Matar-se no fim? Não! Um homem assim, não se mata no fim... Um homem assim, tem muito claro na sua mente que tem de libertar os seus companheiros. Um homem assim, já escutou, lidou e teve de compreender, as maiores barbaridades que chegam a ser difíceis de imaginar, e quer cá ficar para gritar porque razão o fez.

Quanto? Não! Muito mais! Muitos anos, e centenas de centenas de histórias e de sofrimentos e de esventramentos da alma e arrancamentos de corações, sendo obrigado a permanecer vivo e a corresponder com o que se espera dele.

O contacto permanente com o sofrimento alheio, é corrosivamente destruidor. A guerra tem consequências incalculáveis.

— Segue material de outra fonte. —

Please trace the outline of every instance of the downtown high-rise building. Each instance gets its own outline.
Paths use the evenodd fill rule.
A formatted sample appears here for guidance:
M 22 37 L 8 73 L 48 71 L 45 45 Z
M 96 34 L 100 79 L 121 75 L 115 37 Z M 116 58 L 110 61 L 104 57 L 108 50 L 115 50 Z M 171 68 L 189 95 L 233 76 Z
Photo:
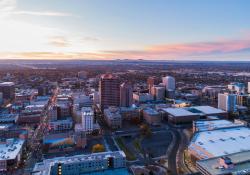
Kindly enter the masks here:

Este homem, socialmente pode ser um criminoso, mas este homem é um fruto da guerra com o discernimento esmagado pelo sofrimento atroz...

© Mário Rodrigues - 2009

Toco de oliveira velha...

Era cedo, bastante cedo. Geralmente acordo muito cedo, o que, quando por lá estou, me possibilita um prazer que tenho dificuldade em descrever.
Sente-se uma frescura de fim de madrugada, o sol, ainda se passeia pelo leste, e dele vislumbro uma nuvem difusa de claridade que traz com ela a promessa dos primeiros raios...
O silêncio do vale é guarnecido com o cantar do ribeiro. Os insectos, parecem ainda não existir. Os pássaros, esses, poucos dão o ar da sua graça!
Os primeiros raios, ao surgirem no cume, trazem despertares aos animais. Sentem-se acordar.
Havia já meia hora, que estava sentado num "toco" de uma oliveira velha, que cortei há algum tempo. É um local privilegiado. Naquele local, sentado com as pernas penduradas, abandono-me. Quando me lá sento, é para lá ficar... Aquele local não pode ser profanado. O vale, escancara-se numa escarpa quase abrupta de uns cem metros a meus pés. De oriente, chega o sol, preguiçoso!
Os primeiros raios, ao surgirem no cume, trazem consigo o início do espectáculo. Os actores já lá estavam; à espera!
Num perfeito acto de natalidade, a montanha deixa que nasça das suas entranhas um vapor matinal que com a chegada dos primeiros raios de sol, e com as correntes térmicas ascendentes por eles provocadas, caminham pela encosta acima como se fossem enormes lençóis alvos... Chegados ao cume, encontram os outros, os de sul e os de oeste, e juntos ascendem nos céus, na qualidade de enormes e lindas nuvens brancas.
Por estas horas, já os melros se divertem nos seus saltos e assobios extraordinários. O pica-pau, lindo no seu negro e escarlate, esconde-se. Esconde-se sempre. Levei algum tempo até ser contemplado com a sua imagem. Soberba! Os esquilos, dormem.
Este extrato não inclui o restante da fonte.